The City of Ashland recently finalized its Climate and Energy Action Plan, which includes efforts to reduce greenhouse gas pollution and strategies to build local climate resilience.
Despite its green ethic, Ashland struggled to determine the best way to approach climate change locally. What tools are most useful given our situation? What data is most appropriate? What process should we follow? How much engagement should we do?
Ashland isn’t alone. This conversation is happening all across the country as local leaders come to grips with the very real threat that climate change presents to their communities.
Our ClimateWise® team has been working for 10 years to develop a climate resilience planning framework that protects nature and takes care of all people in a community, especially those who are already disadvantaged. We call it Whole Community Resilience.
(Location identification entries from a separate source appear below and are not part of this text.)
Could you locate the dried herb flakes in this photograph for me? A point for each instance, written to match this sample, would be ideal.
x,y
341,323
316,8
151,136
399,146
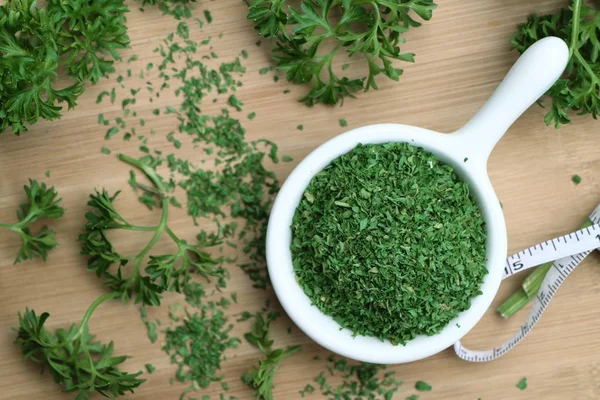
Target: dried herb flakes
x,y
388,241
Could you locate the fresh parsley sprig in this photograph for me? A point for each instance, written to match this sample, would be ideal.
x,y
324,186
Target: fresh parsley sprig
x,y
42,202
370,29
91,35
163,272
81,36
261,377
75,361
579,88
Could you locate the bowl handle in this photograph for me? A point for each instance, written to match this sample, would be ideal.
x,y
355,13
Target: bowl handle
x,y
530,77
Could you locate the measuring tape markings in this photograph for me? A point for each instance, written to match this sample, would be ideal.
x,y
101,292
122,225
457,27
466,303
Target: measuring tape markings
x,y
572,243
557,274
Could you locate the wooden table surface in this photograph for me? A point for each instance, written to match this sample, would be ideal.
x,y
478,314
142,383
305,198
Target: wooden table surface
x,y
462,54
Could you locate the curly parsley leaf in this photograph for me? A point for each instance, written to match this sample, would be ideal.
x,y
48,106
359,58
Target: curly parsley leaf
x,y
81,37
75,361
578,90
308,39
42,202
136,277
261,377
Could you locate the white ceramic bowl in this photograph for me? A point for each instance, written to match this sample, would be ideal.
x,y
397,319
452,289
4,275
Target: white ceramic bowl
x,y
467,150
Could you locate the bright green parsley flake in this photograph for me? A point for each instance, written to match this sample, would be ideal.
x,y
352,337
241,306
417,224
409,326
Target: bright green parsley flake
x,y
197,343
360,381
112,131
234,102
423,386
101,96
308,389
208,16
388,241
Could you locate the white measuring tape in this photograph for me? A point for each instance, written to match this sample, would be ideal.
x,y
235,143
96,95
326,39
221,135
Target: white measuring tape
x,y
568,251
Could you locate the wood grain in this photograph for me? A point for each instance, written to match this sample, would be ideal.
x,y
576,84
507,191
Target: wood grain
x,y
462,54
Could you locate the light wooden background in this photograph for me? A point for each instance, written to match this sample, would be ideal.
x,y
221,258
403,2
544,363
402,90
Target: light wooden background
x,y
462,54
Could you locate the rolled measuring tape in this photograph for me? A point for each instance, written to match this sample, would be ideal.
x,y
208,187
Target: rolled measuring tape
x,y
568,251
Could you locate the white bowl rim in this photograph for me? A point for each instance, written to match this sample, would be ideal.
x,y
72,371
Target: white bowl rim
x,y
469,163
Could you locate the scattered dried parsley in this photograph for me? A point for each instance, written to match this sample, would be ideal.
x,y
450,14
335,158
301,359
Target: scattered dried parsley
x,y
522,384
197,344
308,389
388,241
423,386
360,381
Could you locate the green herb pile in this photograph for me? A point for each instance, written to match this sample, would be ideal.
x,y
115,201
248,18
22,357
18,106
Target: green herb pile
x,y
75,361
578,91
388,241
80,37
308,38
42,203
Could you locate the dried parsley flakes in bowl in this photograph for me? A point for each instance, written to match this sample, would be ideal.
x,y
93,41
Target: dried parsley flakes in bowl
x,y
389,242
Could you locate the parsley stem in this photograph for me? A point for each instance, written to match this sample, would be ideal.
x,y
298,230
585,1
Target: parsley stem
x,y
158,232
150,173
138,228
90,311
573,48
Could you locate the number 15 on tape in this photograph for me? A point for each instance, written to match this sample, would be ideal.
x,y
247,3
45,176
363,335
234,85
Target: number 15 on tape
x,y
568,251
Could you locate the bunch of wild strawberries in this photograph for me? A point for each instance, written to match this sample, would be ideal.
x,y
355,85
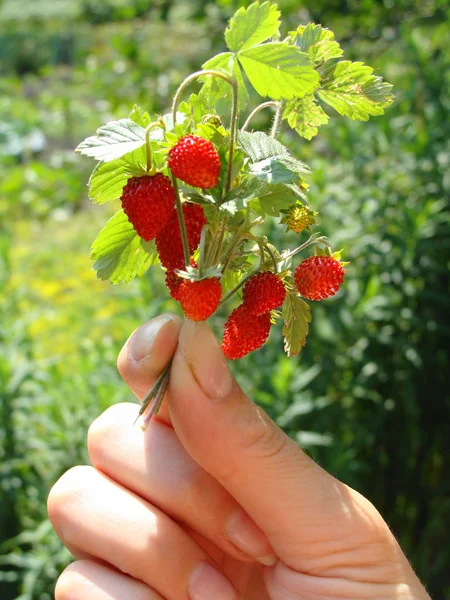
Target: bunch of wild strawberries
x,y
149,203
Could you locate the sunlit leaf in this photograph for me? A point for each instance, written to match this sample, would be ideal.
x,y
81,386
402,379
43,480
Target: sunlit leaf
x,y
252,25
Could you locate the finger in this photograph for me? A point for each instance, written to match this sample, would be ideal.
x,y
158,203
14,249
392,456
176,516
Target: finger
x,y
90,511
146,353
88,579
304,512
155,465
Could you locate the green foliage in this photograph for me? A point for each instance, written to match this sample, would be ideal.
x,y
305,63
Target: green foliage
x,y
113,140
297,316
119,253
371,382
252,26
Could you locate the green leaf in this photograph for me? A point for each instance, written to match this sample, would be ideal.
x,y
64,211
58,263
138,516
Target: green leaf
x,y
270,199
107,181
354,92
260,146
139,116
271,170
216,93
252,25
113,140
278,70
318,42
297,316
305,116
119,253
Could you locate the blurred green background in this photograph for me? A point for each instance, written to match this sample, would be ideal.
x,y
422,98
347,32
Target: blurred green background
x,y
368,397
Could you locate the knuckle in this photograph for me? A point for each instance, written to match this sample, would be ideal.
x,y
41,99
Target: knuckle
x,y
65,490
261,437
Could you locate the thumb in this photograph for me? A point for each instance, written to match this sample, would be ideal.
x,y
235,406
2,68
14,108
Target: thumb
x,y
301,508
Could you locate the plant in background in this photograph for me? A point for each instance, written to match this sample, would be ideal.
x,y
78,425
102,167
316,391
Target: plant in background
x,y
195,186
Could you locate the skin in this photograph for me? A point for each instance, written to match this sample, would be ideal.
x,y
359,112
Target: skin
x,y
213,501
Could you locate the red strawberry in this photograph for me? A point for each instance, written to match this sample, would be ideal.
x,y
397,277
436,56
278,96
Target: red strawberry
x,y
264,292
199,299
244,332
319,277
148,202
173,281
168,240
195,161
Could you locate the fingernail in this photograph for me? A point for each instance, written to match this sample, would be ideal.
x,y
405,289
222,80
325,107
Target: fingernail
x,y
206,583
206,360
245,534
140,345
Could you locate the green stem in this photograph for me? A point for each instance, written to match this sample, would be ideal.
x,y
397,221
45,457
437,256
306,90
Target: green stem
x,y
278,117
187,257
221,236
148,149
256,110
244,280
153,391
312,240
234,113
272,256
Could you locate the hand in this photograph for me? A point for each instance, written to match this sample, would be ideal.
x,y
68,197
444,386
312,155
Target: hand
x,y
213,501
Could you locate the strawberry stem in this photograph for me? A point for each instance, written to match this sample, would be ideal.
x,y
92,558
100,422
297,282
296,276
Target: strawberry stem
x,y
179,207
272,256
277,120
256,110
148,149
155,395
244,279
234,113
312,240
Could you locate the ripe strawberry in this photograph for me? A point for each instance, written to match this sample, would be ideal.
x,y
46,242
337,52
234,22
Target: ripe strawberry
x,y
264,292
319,277
199,299
173,281
148,202
195,161
298,218
168,240
244,332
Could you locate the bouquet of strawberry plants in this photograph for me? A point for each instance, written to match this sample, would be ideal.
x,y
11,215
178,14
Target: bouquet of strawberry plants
x,y
197,183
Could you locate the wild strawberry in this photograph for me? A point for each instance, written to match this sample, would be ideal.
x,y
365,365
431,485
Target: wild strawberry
x,y
199,299
264,292
195,161
244,332
173,281
298,218
168,240
148,202
319,277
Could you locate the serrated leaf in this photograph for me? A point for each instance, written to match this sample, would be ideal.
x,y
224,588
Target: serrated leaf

With that framework in place, we recently turned our attention to making sure that when local leaders look for help, they can find it easily and have confidence that the choices they are making are putting their communities on the path toward real climate resilience.
Two years ago, the Geos Institute and Climate Solutions University began talking with others in the climate resilience field about how to scale high quality climate services to meet quickly growing demand by local governments.
There are thousands of tools, frameworks, and data sources available for local communities. Just google “climate resilience” or “climate adaptation” and see how many hits you get. Then imagine that your job is to create a climate resilience plan for your community. How would you know which tool to use? What about the data? What if you had a question? Is there anyone to call?
Soon that information will be available – and there will be someone to call. The early conversations in the climate resilience field have turned into a working group of climate resilience experts from government agencies, academic institutions, for-profit and nonprofit consultants, and local government staff. Our task: design and build a nationwide system of climate resilience services so that local leaders who recognize the threat of climate change can get effective and affordable help.
Our ClimateWise® team is coordinating the first meeting of the working group this June in Seattle. It will be followed by a series of design workshops with the goal of implementation beginning by early 2018.